Data valuation has become central in the era of data-centric AI. It drives efficient training pipelines and enables objective pricing in data markets by assigning a numeric value to each data point. Most existing data valuation methods estimate the effect of removing individual data points by evaluating changes in model validation performance under in-distribution (ID) settings, as opposed to out-of-distribution (OOD) scenarios where data follow different patterns. Since ID and OOD data behave differently, data valuation methods based on ID loss often fail to generalize to OOD settings, particularly when the validation set contains no OOD data. Furthermore, although OOD-aware methods exist, they involve heavy computational costs, which hinder practical deployment. To address these challenges, we introduce \emph{Eigen-Value} (EV), a plug-and-play data valuation framework for OOD robustness that uses only an ID data subset, including during validation. EV provides a new spectral approximation of domain discrepancy, which is the gap of loss between ID and OOD using ratios of eigenvalues of ID data's covariance matrix. EV then estimates the marginal contribution of each data point to this discrepancy via perturbation theory, alleviating the computational burden. Subsequently, EV plugs into ID loss-based methods by adding an EV term without any additional training loop. We demonstrate that EV achieves improved OOD robustness and stable value rankings across real-world datasets, while remaining computationally lightweight. These results indicate that EV is practical for large-scale settings with domain shift, offering an efficient path to OOD-robust data valuation.
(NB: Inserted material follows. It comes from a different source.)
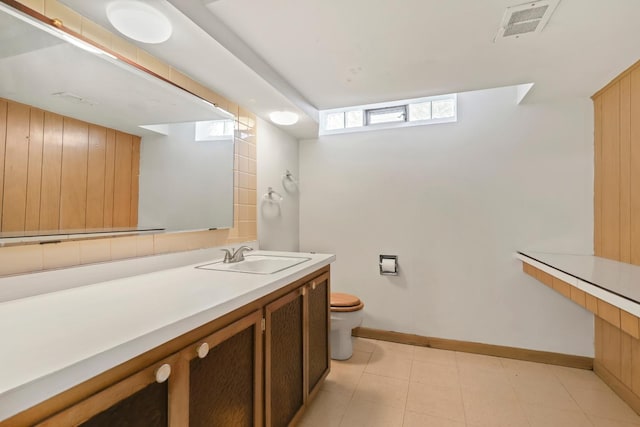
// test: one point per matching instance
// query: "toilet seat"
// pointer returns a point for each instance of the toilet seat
(345, 302)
翻译：摘要：数据估值已成为数据驱动人工智能时代的关键环节。它通过为每个数据点分配数值，推动高效训练流程并实现数据市场中的客观定价。现有的大多数数据估值方法通过评估在领域内（ID）设置下移除单个数据点对模型验证性能的影响来估算其效果，而非数据遵循不同分布的领域外（OOD）场景。由于领域内与领域外数据表现不同，基于领域内损失的数据估值方法通常难以推广至领域外设置，尤其是当验证集不包含领域外数据时。此外，尽管存在领域外感知方法，但其高昂的计算成本阻碍了实际部署。为解决这些挑战，我们提出了Eigen-Value（EV），一种即插即用的数据估值框架，仅需使用领域内数据子集（包括验证阶段）即可实现领域外鲁棒性。EV通过利用领域内数据协方差矩阵的特征值比值，提出了一种领域差异的光谱近似方法，该差异即领域内与领域外损失之间的差距。随后，EV基于扰动理论估算每个数据点对该差异的边际贡献，从而减轻计算负担。进一步，EV通过添加一个无需额外训练循环的EV项，可嵌入基于领域内损失的方法中。我们证明，EV在实际数据集上实现了更优的领域外鲁棒性和稳定的价值排序，同时保持计算轻量级。这些结果表明，EV适用于存在领域偏移的大规模场景，为领域外鲁棒的数据估值提供了一条高效路径。